有機化学は、よく「暗記の化学」であるといわれます。高校で習う有機化学では、たくさんの有機化合物の名称を暗記して、さらに様々な反応機構まで暗記しなければならないからです。有機化学は、数学や物理学が苦手でも、それほど問題なく学習を進めることができるため、高校レベルでは、暗記量が物を言う学問なのです。しかし、ただの暗記だけで十分なのは、せいぜい高校レベルまでです。大学レベルでは、「有機化学は暗記の学問である」などと言う人は、恐らく一人もいません。有機化合物の種類は5000万種を超え、さらに、それに関係する有機反応まで含めると、とても暗記だけでは済まなくなるからです。それ故に、一流の有機化学者たちは、様々な有機化合物や複雑な有機反応を、系統立てて理解するようにしています。すなわち、多くの有機化合物には官能基があるため、官能基ごとに化合物を分類すれば、有機化学の学習は非常に効率的になります。また、有機反応についても、有機化学の反応の多くは、基本的な数種類に分類できるため、学習が非常に単純化されます。有機化学の基本的な規則さえ知っておけば、新しい有機化合物や有機反応を見ても、その化合物の性質や反応の仕組みがすぐに推測できるようになるのです。

有機反応を勉強する上で、最も大事なことは、電子の動きを理解することです。ただし、ここでいう電子は、「価電子」のことです。

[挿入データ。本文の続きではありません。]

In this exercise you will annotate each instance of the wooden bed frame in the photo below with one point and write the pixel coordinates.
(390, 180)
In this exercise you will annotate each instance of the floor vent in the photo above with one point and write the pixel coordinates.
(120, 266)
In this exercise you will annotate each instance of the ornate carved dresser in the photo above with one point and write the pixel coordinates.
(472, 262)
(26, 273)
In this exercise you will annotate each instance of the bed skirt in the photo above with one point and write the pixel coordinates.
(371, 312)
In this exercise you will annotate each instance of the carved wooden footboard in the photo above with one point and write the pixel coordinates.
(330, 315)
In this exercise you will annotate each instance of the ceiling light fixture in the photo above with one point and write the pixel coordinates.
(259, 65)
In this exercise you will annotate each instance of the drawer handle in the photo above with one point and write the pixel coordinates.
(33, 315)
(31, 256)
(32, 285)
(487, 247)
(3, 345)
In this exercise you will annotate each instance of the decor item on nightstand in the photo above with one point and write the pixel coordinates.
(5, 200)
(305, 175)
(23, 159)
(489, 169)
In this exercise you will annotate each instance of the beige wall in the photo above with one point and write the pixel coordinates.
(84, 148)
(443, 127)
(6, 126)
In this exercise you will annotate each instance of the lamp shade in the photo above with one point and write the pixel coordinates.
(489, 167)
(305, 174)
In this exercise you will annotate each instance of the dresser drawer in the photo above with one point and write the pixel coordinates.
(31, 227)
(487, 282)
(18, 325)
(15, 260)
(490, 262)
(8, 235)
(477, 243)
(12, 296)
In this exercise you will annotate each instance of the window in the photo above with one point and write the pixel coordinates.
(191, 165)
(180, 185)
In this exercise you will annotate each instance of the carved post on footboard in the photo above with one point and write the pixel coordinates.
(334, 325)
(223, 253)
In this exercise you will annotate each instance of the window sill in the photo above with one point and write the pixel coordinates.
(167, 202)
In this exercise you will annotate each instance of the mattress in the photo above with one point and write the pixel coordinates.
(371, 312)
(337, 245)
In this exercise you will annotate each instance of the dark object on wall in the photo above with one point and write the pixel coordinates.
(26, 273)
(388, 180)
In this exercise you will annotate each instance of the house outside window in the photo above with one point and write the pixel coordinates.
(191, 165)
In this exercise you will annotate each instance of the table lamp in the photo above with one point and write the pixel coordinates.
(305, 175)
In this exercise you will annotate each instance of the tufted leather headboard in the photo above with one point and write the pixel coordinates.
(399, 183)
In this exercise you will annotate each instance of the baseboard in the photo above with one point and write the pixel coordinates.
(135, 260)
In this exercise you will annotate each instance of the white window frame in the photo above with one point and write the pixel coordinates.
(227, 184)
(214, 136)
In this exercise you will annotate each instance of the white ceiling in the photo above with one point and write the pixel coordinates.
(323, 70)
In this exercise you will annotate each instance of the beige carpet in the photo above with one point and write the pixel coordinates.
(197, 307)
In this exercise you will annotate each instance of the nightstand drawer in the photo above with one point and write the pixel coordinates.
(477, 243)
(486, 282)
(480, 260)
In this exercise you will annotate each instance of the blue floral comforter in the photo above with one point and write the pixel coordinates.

価電子は、化学結合や物性に深く関係している電子です。有機化学は「電子の化学」であり、有機反応とは、「電子の動きによる物質の化学変化」の他ならないのです。有機化学では、価電子の動きを曲がった矢印で示します。この矢印を「両刃型矢印」といいます。両刃型矢印の使い方を学ぶことは、有機化学において、非常に重要なことです。次の図.1は、炭酸イオンCO32- 3種類の構造式と電子の動きを示したものです。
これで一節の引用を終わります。